Down The Rabbit Hole… er … Wormhole

Long a standard in science fiction, wormholes are used to move the action across immense distances.  Distances that would take several generations to cross at light speed.  Several millennia, actually.  We see them as super-highways across the cosmos.  Want to get to Andromeda?  No problem, just jump into a wormhole and you’ll be there in hours.

Honestly?  That’s pretty close.  A wormhole, basically, is a hypothetical shortcut through spacetime.  If you think of “spacetime” in two dimensions, like a piece of paper, it’s easy to visualize.  Just fold your piece of paper over, and you can see how a wormhole can “bridge” two sections of spacetime to create a shortcut.  Look at this:

Spacetime in 2D - image by en:Benji641 all rights reserved

The 2D image helps you to get a fix on the concept, but it’s really more complex than that.  A wormhole is an unvisualizable structure existing in four or more dimensions.  It’s a tunnel between you and anywhere.  Imagine you want to go to Paris, France, for dinner.  Let’s say you live quite a distance from Paris… like on the other side of the Earth.  You could open a wormhole “bridge” between you and your favorite Paris restaurant and step right over to it.  This image shows that type of bridge between the Physics Building of Tubigen University in Germany and the sand dunes of Boulogne Sur Mer in North of France:

wormhole imagery - Philippe E. Hurbain all rights reserved

That’s fairly easy to imagine, right?  How about a wormhole not between two different locations in the universe, but a wormhole between two different universes?  Imagine two points of gravity (black holes) in two different universes attracting each other.  As they approach, the fabric of spacetime distorts, stretches, and then touches.  The points of contact, two white holes now, meet to form a tunnel.  Look at this:

Merging - image by University of Colorado

That sounds great, doesn’t it?  Well, it does until you get to reading more about it.  For one thing, wormholes are unstable.  Very unstable.  Also, think a moment about those two points of gravity meeting.  You enter at one point, and immediately become stuck in the center.  See, the other point, the “way out”, is drawing matter in towards the center, too.  You can’t turn around and go out the way you came in, because that’s a point of gravity drawing matter in towards the center.  Now you’re stuck in a Schwarzschild Bubble.  You cannot exit either way, because in both ways you’re moving against the force of a black hole.

Okay, how about a wormhole created by a black hole spitting matter out, as in a white hole?  If that possibility exists, you sill have the unpleasant reality of meeting the singularity before your component parts get spat out.  Notice I said “your component parts”, not “you”.  You can forget about “you” at this point.  I guess the labeling of the parts of the wormhole should provide clues to its nature; the mouth, the throat… doesn’t sound promising.

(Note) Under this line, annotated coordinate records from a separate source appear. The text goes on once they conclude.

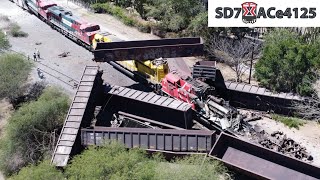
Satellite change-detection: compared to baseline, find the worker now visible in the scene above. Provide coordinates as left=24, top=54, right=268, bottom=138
left=33, top=52, right=37, bottom=62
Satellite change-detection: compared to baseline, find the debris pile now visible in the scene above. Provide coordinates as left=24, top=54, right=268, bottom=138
left=58, top=52, right=70, bottom=58
left=259, top=131, right=313, bottom=161
left=202, top=97, right=313, bottom=161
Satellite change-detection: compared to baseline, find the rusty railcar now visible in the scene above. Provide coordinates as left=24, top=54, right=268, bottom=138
left=81, top=127, right=216, bottom=154
left=209, top=133, right=320, bottom=180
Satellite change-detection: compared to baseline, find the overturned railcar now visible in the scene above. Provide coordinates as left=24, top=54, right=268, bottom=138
left=97, top=85, right=193, bottom=129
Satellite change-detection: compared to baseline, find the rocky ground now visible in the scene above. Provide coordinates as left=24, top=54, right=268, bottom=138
left=0, top=0, right=320, bottom=180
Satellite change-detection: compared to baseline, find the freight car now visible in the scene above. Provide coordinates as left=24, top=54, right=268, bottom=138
left=209, top=133, right=320, bottom=180
left=81, top=127, right=216, bottom=153
left=221, top=81, right=305, bottom=115
left=24, top=0, right=111, bottom=50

Cover art of "Portal" video game - Valve Corportation, Microsoft Studios - Game uses wormholes to traverse areas of play

Still… if only.  It would be great to pop into a wormhole and exit on the other side of the galaxy. I know there are more types of wormholes than I covered here, and some of them sound promising.  What’s your favorite?  Do you think a human could ever survive a trip down a wormhole?  Could we get back home?